Can you use Hmmer annotated files to get count table?

EddyRivasLab / hmmer

HMMER: biological sequence analysis using profile HMMs

http://hmmer.org

Other

322 stars 70 forks source link

Can you use Hmmer annotated files to get count table? #305

Closed lilyyycao closed 1 year ago

lilyyycao commented 1 year ago

Hello, I have done a de novo assembly and used prodigal in order to predict protein coding gene regions. I then used hmmer to do annotations based off of the pfamA database and got the resulting output file but was wondering if there was a way to output a file with count data or is that data lost after using hmmer. Thank you.

npcarter commented 1 year ago

Hello. It looks like you forgot to attach the output file. Also, when you say "count data", what exactly are you trying to count?

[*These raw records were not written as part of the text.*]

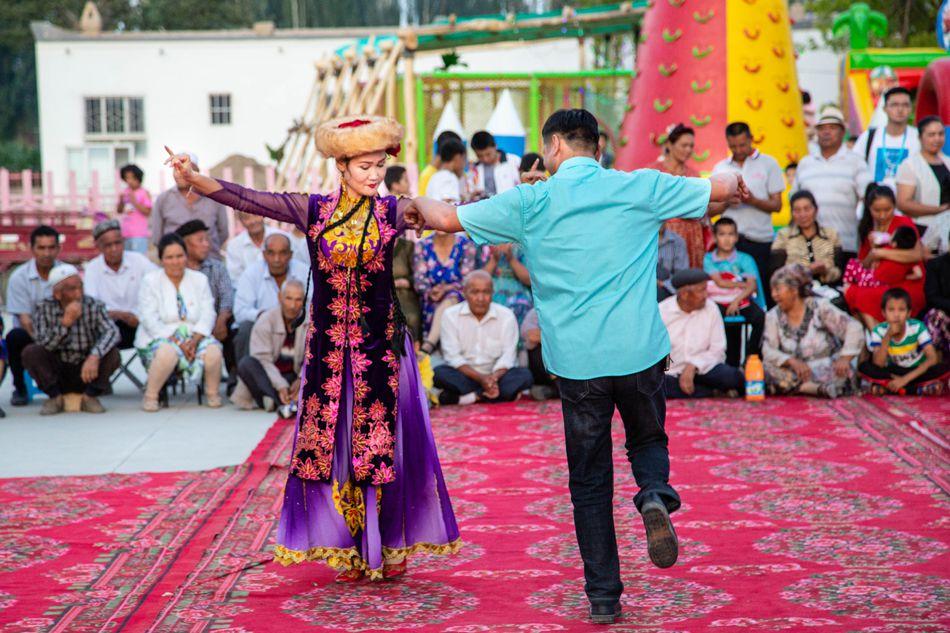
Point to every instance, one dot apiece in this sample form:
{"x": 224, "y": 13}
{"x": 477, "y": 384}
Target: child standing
{"x": 735, "y": 279}
{"x": 903, "y": 360}
{"x": 134, "y": 207}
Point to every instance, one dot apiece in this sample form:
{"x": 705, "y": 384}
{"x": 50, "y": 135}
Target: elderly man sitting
{"x": 480, "y": 346}
{"x": 270, "y": 376}
{"x": 697, "y": 341}
{"x": 259, "y": 285}
{"x": 76, "y": 344}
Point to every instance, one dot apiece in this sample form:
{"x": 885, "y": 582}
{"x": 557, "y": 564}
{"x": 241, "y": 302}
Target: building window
{"x": 115, "y": 116}
{"x": 220, "y": 109}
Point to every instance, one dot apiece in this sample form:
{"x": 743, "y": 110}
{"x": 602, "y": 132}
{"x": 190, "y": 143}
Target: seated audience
{"x": 937, "y": 291}
{"x": 247, "y": 247}
{"x": 809, "y": 343}
{"x": 480, "y": 347}
{"x": 75, "y": 349}
{"x": 26, "y": 288}
{"x": 903, "y": 358}
{"x": 671, "y": 258}
{"x": 697, "y": 341}
{"x": 807, "y": 243}
{"x": 194, "y": 234}
{"x": 545, "y": 383}
{"x": 735, "y": 280}
{"x": 270, "y": 375}
{"x": 875, "y": 231}
{"x": 113, "y": 277}
{"x": 258, "y": 287}
{"x": 176, "y": 311}
{"x": 397, "y": 182}
{"x": 440, "y": 263}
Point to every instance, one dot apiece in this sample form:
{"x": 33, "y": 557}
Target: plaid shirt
{"x": 93, "y": 333}
{"x": 220, "y": 281}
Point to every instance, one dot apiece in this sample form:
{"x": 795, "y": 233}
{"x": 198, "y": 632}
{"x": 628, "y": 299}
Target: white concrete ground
{"x": 125, "y": 439}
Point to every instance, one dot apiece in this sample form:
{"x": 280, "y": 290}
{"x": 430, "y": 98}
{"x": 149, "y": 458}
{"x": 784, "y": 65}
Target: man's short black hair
{"x": 482, "y": 140}
{"x": 897, "y": 90}
{"x": 577, "y": 127}
{"x": 394, "y": 174}
{"x": 43, "y": 231}
{"x": 738, "y": 128}
{"x": 450, "y": 149}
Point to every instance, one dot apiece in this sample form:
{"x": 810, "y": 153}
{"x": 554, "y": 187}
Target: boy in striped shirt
{"x": 903, "y": 358}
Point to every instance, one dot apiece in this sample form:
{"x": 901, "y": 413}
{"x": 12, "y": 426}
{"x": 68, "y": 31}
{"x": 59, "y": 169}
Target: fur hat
{"x": 350, "y": 136}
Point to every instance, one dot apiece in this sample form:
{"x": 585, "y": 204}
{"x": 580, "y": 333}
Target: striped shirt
{"x": 908, "y": 350}
{"x": 838, "y": 185}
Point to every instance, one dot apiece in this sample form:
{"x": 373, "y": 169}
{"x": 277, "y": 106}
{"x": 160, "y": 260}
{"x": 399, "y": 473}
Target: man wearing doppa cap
{"x": 76, "y": 345}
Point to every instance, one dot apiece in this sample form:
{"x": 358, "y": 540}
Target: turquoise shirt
{"x": 589, "y": 236}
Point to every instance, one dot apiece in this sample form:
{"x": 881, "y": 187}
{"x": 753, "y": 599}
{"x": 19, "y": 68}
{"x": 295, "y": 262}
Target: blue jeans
{"x": 588, "y": 407}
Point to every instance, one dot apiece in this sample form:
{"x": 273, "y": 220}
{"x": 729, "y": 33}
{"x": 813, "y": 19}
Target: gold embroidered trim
{"x": 347, "y": 558}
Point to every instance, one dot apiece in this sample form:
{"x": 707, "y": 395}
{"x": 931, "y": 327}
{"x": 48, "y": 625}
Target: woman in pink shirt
{"x": 133, "y": 209}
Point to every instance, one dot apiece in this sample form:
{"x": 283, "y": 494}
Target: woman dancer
{"x": 365, "y": 488}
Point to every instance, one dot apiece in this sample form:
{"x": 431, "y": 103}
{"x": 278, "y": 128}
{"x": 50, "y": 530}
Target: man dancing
{"x": 589, "y": 236}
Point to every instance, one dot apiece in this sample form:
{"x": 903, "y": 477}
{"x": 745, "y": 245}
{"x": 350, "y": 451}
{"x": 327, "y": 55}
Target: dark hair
{"x": 450, "y": 149}
{"x": 678, "y": 131}
{"x": 482, "y": 140}
{"x": 43, "y": 231}
{"x": 168, "y": 240}
{"x": 394, "y": 174}
{"x": 904, "y": 238}
{"x": 577, "y": 127}
{"x": 895, "y": 294}
{"x": 724, "y": 222}
{"x": 927, "y": 121}
{"x": 444, "y": 136}
{"x": 737, "y": 128}
{"x": 528, "y": 160}
{"x": 871, "y": 194}
{"x": 896, "y": 90}
{"x": 803, "y": 194}
{"x": 131, "y": 169}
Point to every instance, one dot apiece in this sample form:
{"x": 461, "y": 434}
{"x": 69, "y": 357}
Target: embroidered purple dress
{"x": 365, "y": 482}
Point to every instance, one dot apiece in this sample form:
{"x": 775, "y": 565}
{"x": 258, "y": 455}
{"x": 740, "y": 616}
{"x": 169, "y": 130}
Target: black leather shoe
{"x": 662, "y": 544}
{"x": 604, "y": 613}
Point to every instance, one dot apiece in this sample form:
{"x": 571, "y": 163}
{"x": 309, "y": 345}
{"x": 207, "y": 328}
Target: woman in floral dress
{"x": 365, "y": 488}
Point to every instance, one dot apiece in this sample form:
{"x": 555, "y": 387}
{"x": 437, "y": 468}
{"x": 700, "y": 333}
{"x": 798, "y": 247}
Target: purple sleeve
{"x": 283, "y": 207}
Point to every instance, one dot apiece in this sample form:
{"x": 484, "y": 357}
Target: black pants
{"x": 588, "y": 407}
{"x": 17, "y": 340}
{"x": 56, "y": 377}
{"x": 456, "y": 384}
{"x": 755, "y": 317}
{"x": 720, "y": 378}
{"x": 252, "y": 373}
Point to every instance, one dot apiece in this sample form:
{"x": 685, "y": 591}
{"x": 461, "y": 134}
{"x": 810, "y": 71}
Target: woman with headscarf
{"x": 809, "y": 344}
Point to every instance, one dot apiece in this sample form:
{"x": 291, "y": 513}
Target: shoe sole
{"x": 662, "y": 544}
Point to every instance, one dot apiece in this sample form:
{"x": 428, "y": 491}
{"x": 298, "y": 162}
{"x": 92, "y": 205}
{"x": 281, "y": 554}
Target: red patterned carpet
{"x": 798, "y": 515}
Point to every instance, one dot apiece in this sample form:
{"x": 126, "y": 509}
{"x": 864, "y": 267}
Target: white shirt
{"x": 697, "y": 337}
{"x": 887, "y": 153}
{"x": 445, "y": 186}
{"x": 118, "y": 289}
{"x": 487, "y": 345}
{"x": 838, "y": 184}
{"x": 241, "y": 251}
{"x": 763, "y": 176}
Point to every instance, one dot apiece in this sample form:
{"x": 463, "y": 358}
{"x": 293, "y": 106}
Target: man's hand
{"x": 71, "y": 313}
{"x": 90, "y": 369}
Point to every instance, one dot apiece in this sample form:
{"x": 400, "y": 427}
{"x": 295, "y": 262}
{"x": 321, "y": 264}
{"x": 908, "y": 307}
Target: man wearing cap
{"x": 76, "y": 344}
{"x": 837, "y": 178}
{"x": 113, "y": 278}
{"x": 697, "y": 341}
{"x": 180, "y": 204}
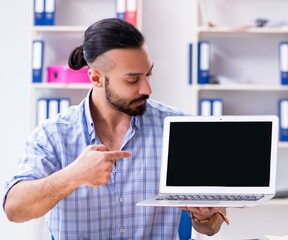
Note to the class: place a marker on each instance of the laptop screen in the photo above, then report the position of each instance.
(219, 153)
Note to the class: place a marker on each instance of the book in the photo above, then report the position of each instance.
(283, 119)
(121, 9)
(283, 62)
(190, 63)
(203, 62)
(39, 12)
(49, 12)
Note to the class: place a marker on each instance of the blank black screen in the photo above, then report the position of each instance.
(219, 154)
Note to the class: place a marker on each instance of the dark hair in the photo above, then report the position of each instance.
(102, 36)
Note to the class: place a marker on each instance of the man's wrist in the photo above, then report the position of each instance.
(212, 218)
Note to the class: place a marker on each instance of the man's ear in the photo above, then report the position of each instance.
(95, 77)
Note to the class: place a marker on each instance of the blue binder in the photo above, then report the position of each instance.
(283, 119)
(49, 107)
(203, 62)
(185, 226)
(39, 12)
(120, 9)
(37, 60)
(190, 62)
(49, 12)
(283, 62)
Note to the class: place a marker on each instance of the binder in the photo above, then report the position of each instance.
(121, 9)
(49, 12)
(205, 107)
(53, 107)
(203, 62)
(190, 62)
(283, 119)
(39, 12)
(41, 110)
(283, 62)
(37, 61)
(131, 12)
(217, 107)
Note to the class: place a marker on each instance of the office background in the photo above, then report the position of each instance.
(167, 27)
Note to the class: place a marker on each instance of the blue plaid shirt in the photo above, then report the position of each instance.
(109, 211)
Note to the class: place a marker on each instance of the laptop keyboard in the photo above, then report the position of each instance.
(212, 197)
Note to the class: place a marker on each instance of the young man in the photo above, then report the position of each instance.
(87, 168)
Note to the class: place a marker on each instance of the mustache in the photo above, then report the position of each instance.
(142, 98)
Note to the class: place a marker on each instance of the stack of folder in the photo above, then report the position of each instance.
(127, 10)
(50, 107)
(44, 12)
(283, 119)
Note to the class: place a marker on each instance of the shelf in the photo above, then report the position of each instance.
(73, 29)
(61, 86)
(242, 87)
(282, 144)
(277, 202)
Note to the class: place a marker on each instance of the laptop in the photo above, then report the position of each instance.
(226, 161)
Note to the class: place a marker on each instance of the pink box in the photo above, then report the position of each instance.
(62, 74)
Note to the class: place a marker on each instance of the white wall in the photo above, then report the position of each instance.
(14, 17)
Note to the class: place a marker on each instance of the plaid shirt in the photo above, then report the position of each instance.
(109, 211)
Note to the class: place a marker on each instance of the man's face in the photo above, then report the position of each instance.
(127, 87)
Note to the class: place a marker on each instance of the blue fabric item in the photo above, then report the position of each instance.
(185, 226)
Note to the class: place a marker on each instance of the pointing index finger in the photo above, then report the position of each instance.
(118, 154)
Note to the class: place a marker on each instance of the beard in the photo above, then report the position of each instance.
(123, 105)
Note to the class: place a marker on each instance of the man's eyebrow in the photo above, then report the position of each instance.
(137, 74)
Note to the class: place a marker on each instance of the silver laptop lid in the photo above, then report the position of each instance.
(227, 154)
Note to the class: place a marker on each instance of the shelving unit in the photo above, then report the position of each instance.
(247, 52)
(61, 38)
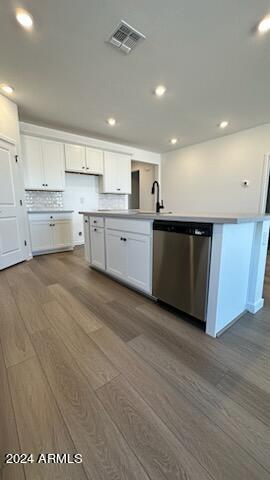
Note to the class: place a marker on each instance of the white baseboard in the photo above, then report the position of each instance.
(255, 307)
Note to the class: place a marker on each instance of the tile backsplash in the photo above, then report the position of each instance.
(109, 201)
(41, 200)
(38, 200)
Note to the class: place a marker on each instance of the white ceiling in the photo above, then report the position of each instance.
(207, 53)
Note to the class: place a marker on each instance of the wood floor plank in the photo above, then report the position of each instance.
(122, 320)
(40, 425)
(181, 331)
(27, 303)
(105, 452)
(32, 283)
(254, 399)
(243, 428)
(42, 272)
(216, 452)
(211, 394)
(91, 360)
(86, 319)
(152, 442)
(14, 337)
(9, 441)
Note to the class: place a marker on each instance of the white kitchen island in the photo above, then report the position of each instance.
(120, 244)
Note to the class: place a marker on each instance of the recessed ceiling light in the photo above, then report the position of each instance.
(111, 121)
(7, 88)
(264, 25)
(223, 124)
(24, 18)
(160, 90)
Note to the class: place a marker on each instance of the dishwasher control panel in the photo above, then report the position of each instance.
(186, 228)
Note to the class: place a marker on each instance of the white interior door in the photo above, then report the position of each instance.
(12, 248)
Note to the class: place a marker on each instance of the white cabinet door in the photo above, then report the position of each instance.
(94, 161)
(97, 247)
(124, 169)
(53, 165)
(62, 234)
(117, 173)
(86, 223)
(75, 158)
(33, 163)
(138, 270)
(41, 236)
(116, 253)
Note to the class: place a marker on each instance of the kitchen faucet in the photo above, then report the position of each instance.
(159, 205)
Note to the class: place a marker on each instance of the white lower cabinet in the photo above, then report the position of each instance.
(41, 236)
(116, 253)
(86, 227)
(97, 247)
(138, 260)
(122, 248)
(50, 232)
(62, 234)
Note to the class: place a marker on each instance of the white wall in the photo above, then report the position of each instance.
(206, 178)
(9, 128)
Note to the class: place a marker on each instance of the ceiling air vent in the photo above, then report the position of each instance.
(125, 37)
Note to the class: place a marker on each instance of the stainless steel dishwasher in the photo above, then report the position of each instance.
(181, 263)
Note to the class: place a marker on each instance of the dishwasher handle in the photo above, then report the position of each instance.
(186, 228)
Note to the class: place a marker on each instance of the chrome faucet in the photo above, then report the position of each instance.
(159, 204)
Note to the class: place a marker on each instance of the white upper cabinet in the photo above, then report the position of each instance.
(84, 159)
(94, 161)
(44, 164)
(75, 158)
(117, 173)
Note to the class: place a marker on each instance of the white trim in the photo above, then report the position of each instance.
(264, 183)
(8, 140)
(67, 137)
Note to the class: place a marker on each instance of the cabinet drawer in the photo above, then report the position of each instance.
(135, 226)
(97, 222)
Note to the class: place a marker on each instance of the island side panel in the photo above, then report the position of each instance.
(232, 250)
(255, 299)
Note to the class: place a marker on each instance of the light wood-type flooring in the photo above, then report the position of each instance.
(88, 366)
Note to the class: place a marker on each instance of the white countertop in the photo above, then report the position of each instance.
(52, 210)
(179, 217)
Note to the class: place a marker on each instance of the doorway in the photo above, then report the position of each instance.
(12, 215)
(142, 177)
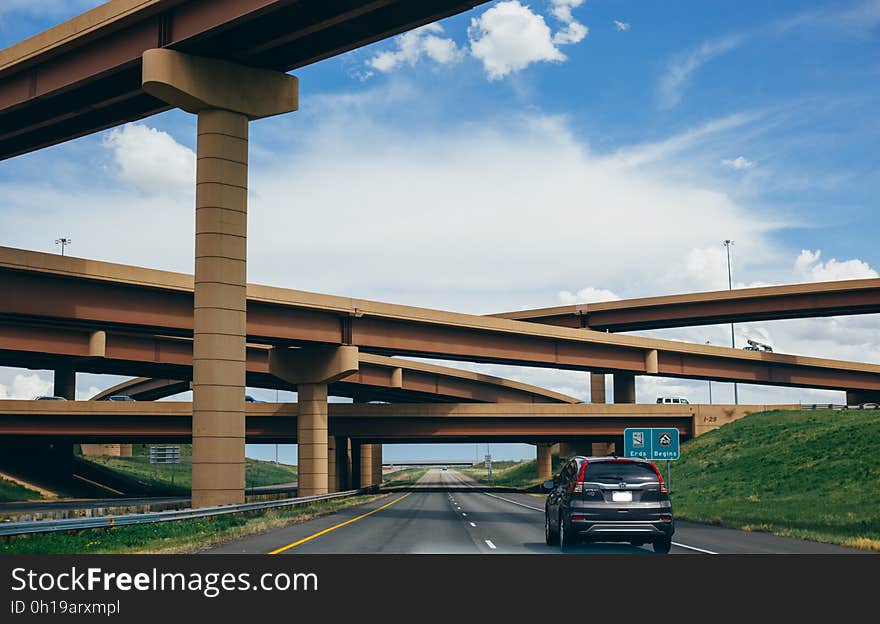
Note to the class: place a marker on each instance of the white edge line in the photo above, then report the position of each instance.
(702, 550)
(507, 500)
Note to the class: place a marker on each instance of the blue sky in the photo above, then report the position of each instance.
(523, 155)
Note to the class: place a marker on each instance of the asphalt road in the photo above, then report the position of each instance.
(448, 513)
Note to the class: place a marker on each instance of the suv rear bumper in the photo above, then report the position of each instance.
(614, 530)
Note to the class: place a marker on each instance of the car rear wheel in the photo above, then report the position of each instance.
(566, 536)
(550, 536)
(662, 545)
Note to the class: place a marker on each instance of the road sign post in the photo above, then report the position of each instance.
(653, 444)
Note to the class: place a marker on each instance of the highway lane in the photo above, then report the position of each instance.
(448, 513)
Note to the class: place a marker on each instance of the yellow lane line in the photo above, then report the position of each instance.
(337, 526)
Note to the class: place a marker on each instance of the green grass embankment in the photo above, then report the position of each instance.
(257, 473)
(12, 491)
(405, 477)
(173, 537)
(515, 474)
(806, 474)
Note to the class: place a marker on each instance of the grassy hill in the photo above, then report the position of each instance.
(257, 472)
(807, 474)
(519, 474)
(12, 491)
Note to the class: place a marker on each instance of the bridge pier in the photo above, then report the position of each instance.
(545, 462)
(624, 387)
(226, 97)
(597, 387)
(365, 454)
(311, 369)
(377, 464)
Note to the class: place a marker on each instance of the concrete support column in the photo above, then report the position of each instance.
(624, 387)
(65, 383)
(597, 387)
(332, 465)
(377, 464)
(219, 321)
(366, 469)
(545, 462)
(311, 436)
(225, 96)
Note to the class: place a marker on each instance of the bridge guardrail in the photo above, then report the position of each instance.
(76, 524)
(837, 406)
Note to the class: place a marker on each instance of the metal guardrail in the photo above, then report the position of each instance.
(76, 524)
(836, 406)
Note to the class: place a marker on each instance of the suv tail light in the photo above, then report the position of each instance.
(663, 488)
(577, 487)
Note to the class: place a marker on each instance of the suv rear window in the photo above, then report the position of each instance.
(614, 472)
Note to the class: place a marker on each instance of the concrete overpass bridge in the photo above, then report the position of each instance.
(225, 62)
(64, 294)
(766, 303)
(355, 431)
(378, 378)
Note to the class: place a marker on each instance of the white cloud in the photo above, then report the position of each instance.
(682, 66)
(46, 8)
(738, 164)
(588, 295)
(572, 33)
(808, 267)
(415, 44)
(25, 386)
(509, 37)
(151, 160)
(561, 9)
(667, 149)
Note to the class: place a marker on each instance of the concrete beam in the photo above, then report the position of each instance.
(195, 84)
(856, 397)
(313, 365)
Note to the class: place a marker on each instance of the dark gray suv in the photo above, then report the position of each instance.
(609, 499)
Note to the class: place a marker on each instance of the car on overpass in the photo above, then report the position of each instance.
(672, 400)
(608, 499)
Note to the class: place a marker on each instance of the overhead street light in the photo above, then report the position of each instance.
(727, 243)
(64, 242)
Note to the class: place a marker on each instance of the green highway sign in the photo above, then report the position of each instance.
(651, 443)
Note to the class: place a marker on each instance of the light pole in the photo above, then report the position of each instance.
(64, 242)
(727, 243)
(710, 384)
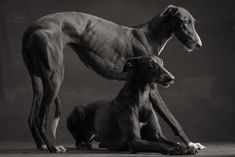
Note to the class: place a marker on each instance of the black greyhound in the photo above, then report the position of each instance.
(116, 123)
(103, 46)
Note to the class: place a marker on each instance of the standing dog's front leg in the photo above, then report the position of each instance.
(164, 112)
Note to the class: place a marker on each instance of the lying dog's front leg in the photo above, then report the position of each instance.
(160, 106)
(164, 112)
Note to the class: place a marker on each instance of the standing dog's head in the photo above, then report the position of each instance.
(182, 24)
(149, 69)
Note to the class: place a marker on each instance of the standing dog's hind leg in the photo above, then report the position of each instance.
(51, 86)
(33, 116)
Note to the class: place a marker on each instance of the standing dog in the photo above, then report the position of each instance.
(117, 123)
(102, 46)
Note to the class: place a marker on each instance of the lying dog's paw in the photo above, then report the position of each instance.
(197, 146)
(190, 151)
(60, 149)
(181, 151)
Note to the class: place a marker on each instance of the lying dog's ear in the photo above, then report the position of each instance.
(130, 64)
(171, 10)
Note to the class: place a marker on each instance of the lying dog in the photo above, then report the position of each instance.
(103, 46)
(117, 123)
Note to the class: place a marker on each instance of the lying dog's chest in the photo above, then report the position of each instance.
(143, 111)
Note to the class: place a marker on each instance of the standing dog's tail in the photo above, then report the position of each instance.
(56, 119)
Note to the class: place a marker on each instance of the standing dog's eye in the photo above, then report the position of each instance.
(151, 63)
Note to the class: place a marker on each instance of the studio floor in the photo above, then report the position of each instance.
(27, 149)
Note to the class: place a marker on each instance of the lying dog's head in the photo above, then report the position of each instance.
(182, 25)
(79, 125)
(149, 69)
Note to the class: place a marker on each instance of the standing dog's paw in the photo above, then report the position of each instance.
(197, 146)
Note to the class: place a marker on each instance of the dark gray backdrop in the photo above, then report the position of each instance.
(202, 97)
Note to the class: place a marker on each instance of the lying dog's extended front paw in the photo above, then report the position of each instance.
(60, 149)
(190, 151)
(197, 146)
(181, 151)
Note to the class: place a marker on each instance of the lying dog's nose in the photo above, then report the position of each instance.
(198, 45)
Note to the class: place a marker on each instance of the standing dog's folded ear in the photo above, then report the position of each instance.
(130, 64)
(171, 10)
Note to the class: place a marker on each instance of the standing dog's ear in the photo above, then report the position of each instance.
(171, 10)
(130, 64)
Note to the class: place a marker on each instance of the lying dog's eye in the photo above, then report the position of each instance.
(151, 63)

lilyyycao commented 1 year ago

Hello, I included a link with 3 files.

https://drive.google.com/drive/folders/1muP1CFGD1QTFrqDNfxiTBnqQDWHtBS1z?usp=sharing

The 2B.coords.gbk and 2B.protein.translations.fasta files are the output files I got after doing protein gene coding region predictions with prodigal.

I used the 2B.protein.translations.fasta with hmmer against the PfamA database to output 2B.pfam.out file. This is the following code I used:

hmmsearch Pfam-A.hmm 2B.protein.translations.fasta > 2B.pfam.out

What I would like to generate is something similar to an OTU table but with gene counts for each function for each sample so I can do differential expression.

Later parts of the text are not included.